A code of ethics is one of the single greatest attributes of the human race. A system of trust and relationship building based on truth. Which begs the question – how are we ever supposed to have a meaningful relationship with our favorite airlines when they consistently lie to our faces?

Delays happen, cancellations happen, aircraft need maintenance and sometimes issues are unavoidable. There’s nothing inherently wrong with any of the above. It’s how an airline chooses to acknowledge issues and build satisfaction in their aftermath. I’m specifically speaking about being told “no” or being denied compensation, when an airline knows the answer is really “yes”.Β  As airlines have rushed to offer more means of direct customer service – they’ve gone cheap. Gone are the people airlines trust to handle their bottom line at the front line, so the answer is always no. Almost always.

Our single greatest frustration is when airlines deny compensation claims which they know to be in the wrong for. Norwegian has been a shocking example of this, in regards to European Union EC261 compensation. A recent issue we experienced with Virgin Australia was yet another glaring example where an airline knows they are wrong, but will tow the “no” line, in hopes that any normal consumer would simply give up. Yet occasionally, we hear glimmers of hope.
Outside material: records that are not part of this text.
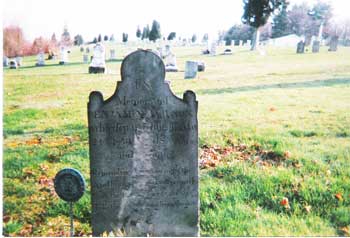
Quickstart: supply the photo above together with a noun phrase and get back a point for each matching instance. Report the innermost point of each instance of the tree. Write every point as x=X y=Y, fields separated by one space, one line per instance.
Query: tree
x=171 y=36
x=65 y=38
x=154 y=34
x=194 y=38
x=145 y=33
x=125 y=37
x=78 y=40
x=40 y=45
x=239 y=32
x=13 y=41
x=280 y=26
x=256 y=14
x=205 y=38
x=138 y=32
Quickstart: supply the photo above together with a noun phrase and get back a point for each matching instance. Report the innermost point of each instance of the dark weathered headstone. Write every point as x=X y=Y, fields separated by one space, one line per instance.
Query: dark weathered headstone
x=316 y=46
x=144 y=154
x=333 y=45
x=300 y=47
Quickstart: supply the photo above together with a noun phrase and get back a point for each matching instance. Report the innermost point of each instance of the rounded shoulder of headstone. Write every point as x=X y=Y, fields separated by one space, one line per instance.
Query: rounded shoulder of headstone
x=147 y=57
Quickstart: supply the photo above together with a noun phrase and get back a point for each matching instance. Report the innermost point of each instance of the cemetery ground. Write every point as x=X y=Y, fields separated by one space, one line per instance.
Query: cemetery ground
x=274 y=138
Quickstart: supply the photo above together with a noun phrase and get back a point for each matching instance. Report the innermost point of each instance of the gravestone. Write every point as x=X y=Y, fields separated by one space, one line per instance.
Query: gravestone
x=85 y=58
x=13 y=64
x=18 y=61
x=5 y=61
x=112 y=55
x=191 y=69
x=316 y=46
x=144 y=154
x=333 y=45
x=201 y=66
x=227 y=52
x=98 y=62
x=63 y=55
x=213 y=49
x=300 y=47
x=40 y=59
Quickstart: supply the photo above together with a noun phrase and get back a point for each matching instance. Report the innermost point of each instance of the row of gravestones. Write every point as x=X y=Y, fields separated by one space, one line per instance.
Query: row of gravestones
x=333 y=46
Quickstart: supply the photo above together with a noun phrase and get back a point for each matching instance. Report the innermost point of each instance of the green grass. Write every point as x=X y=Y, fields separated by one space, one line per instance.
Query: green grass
x=282 y=102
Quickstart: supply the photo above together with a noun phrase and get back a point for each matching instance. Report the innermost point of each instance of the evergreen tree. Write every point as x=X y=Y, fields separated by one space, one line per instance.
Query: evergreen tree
x=256 y=14
x=154 y=34
x=280 y=26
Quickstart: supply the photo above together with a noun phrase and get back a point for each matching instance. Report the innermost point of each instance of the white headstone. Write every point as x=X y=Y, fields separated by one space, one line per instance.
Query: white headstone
x=5 y=61
x=86 y=58
x=112 y=55
x=63 y=55
x=213 y=48
x=98 y=59
x=191 y=69
x=40 y=59
x=170 y=63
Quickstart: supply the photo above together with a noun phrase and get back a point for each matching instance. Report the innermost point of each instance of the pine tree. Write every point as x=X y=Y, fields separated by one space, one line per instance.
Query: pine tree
x=154 y=34
x=256 y=14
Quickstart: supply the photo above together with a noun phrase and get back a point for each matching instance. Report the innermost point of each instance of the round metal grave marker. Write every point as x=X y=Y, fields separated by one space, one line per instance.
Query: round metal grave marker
x=69 y=184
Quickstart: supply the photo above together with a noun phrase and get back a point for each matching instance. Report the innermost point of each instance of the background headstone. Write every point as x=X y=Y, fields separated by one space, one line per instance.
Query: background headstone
x=85 y=58
x=5 y=61
x=98 y=62
x=13 y=64
x=144 y=154
x=40 y=59
x=315 y=46
x=112 y=55
x=63 y=55
x=191 y=69
x=213 y=49
x=333 y=45
x=300 y=47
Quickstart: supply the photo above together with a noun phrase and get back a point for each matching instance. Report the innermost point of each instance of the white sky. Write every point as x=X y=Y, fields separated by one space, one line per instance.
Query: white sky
x=90 y=18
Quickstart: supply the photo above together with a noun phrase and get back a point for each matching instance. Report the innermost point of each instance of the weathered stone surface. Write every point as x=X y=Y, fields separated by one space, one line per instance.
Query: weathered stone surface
x=144 y=154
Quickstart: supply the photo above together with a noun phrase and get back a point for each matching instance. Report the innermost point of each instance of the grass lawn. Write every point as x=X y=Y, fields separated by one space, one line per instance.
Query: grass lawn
x=274 y=135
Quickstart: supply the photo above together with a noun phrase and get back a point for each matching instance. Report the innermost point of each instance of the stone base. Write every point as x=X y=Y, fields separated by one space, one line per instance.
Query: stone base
x=171 y=69
x=96 y=70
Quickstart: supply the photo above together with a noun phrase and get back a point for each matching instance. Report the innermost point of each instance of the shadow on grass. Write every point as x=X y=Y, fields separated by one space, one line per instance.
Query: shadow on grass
x=306 y=84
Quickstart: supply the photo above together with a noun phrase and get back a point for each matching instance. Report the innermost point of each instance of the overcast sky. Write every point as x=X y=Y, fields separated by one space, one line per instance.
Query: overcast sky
x=90 y=18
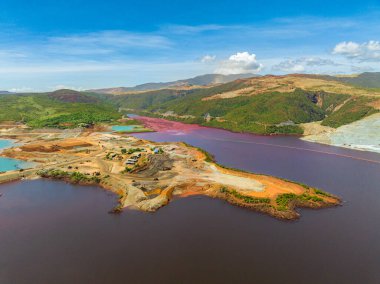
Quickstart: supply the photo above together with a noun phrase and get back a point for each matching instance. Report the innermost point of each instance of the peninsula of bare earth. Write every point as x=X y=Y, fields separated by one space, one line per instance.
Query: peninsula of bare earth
x=147 y=175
Virgin Atlantic has experienced issues with their 787 Dreamliner aircraft, but rather than frustrating passengers with lengthy compensation processes – they’ve handed out if anything, overly generous vouchers or opportunities as a token of thanks. Why can’t airlines just do THAT.

That’s why this is infuriating. I know when I am right, and I am adept in pushing on and hitting the right buttons for a fair resolution. But even I question the validity of my claims, when an airline dismisses them as being incorrect or inaccurate. Worse yet, response times can take weeks, often up to 30 days for a singular response. A correspondence which comes to a favorable conclusion can take months. Who has the time?

Of the hundreds of millions of air passengers each year who fly, millions file claims. If every single one of them is denied any compensation at the first hurdle, how many push on for the second hurdle? It’s wrong. It’s deceptive and in our minds – unfortunately it’s intentional. Long story short – if you’re right, no is only an airlines temporary response. Yes will arrive. Eventually.